Really the bit-packing was not hard to implement, except for maybe the bit-shifting and bit-masks, which I had never done in TypeScript. In a more efficient implementation, you would probably forgo the decoupling into two more classes, simply have the (un)packing operations be part of the (de)compression instead, and not do any in-between storing.

The main part that got me was the actual compression and especially the decompression. A big potential source for problems (especially runtime ones) is how one handles the dictionary in both cases. A naïve approach might be to use a map. At least for the decompression, it makes sense to simply map a code onto the sequence it represents. For the compression, it is a bit more finicky, as mapping sequences onto codes in a direct fashion is neither optimal nor necessarily possible. Something akin to Map<Vector<uint16>, uint16> is not going to work, so I needed a better approach with some deeper structure.

The data structure I ended up using is a Trie, which is a tree that stores prefix sequences. If we think about the entries in our dictionary, we can easily see that if an entry like 'aba' exists, then so does the entry 'ab' and, of course, the entry 'a'. For the compressor I could easily use this structure; traversing the Trie along the input, and every time the next symbol is read from the input, simply go to the corresponding child.  
If no child exists, then this is the case where the encoder needs to add a new entry into the dictionary, which works by simply adding a new child to the Trie. The initial symbols/entries in the dictionary are simply the root's direct children; the root of the Trie itself is otherwise pretty useless.  
A great thing about the Trie is that we can also use it to get the sequence corresponding to a code number. Simply walk down from the root to the child node that corresponds to the entry's code number; that path is the sequence. In practice for the decompression, I used a map from numbers to Trie nodes, which allowed the return of a sequence without having to search through the Trie every time. The Trie still made storing the sequences more efficient than mapping numbers to strings or similar.

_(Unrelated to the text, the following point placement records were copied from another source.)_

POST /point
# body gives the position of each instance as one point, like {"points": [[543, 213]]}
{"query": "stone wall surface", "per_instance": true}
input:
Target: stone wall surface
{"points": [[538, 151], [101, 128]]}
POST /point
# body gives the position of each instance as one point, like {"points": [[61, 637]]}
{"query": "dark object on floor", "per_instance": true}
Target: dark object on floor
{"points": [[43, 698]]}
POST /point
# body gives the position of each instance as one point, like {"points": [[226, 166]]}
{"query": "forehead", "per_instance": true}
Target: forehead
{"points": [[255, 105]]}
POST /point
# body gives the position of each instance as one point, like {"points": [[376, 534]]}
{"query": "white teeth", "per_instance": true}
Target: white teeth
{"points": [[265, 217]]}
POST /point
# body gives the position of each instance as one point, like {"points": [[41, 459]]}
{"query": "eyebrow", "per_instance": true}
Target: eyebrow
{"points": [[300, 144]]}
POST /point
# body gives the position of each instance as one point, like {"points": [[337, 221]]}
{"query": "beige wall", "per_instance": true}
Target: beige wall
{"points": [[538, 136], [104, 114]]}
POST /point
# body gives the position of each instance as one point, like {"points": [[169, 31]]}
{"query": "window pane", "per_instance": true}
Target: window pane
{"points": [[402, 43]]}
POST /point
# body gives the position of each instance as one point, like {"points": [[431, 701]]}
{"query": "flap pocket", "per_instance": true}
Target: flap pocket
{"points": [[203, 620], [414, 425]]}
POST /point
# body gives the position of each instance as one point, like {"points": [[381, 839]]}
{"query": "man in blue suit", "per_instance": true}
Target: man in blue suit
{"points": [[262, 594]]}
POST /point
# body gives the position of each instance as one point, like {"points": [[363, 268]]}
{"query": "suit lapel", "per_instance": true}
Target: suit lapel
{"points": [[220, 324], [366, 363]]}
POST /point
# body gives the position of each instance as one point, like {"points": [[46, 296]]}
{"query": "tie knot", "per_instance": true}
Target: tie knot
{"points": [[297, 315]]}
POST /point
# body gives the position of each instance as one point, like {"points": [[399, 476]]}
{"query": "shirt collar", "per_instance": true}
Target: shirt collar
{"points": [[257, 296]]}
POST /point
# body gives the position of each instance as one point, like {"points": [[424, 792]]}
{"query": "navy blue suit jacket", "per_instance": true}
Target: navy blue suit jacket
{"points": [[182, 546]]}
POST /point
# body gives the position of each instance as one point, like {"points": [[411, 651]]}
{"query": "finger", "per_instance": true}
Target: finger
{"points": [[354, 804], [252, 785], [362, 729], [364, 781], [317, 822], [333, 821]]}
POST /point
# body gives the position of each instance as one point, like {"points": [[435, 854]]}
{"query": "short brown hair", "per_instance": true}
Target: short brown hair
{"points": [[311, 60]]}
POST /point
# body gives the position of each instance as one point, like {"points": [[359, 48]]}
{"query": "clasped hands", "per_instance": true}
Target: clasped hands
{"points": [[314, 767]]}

Now with all of this information, we can finally look at a full compression example of a 6 by 2 pixels image. It starts with the original image, and ends with the how the data would appear inside the GIF. Note the Trie which has replaced the direct dictionary maps from the earlier examples.

There is very likely a smarter way to implement all of this: better data structures, cleaner code, clearly better programming languages, etc. But it works. I managed to write the code starting from the specification and the few good online resources (which I also linked in the editor's info page), and that is good enough for me.


And that is all for this post. Thank you for reading.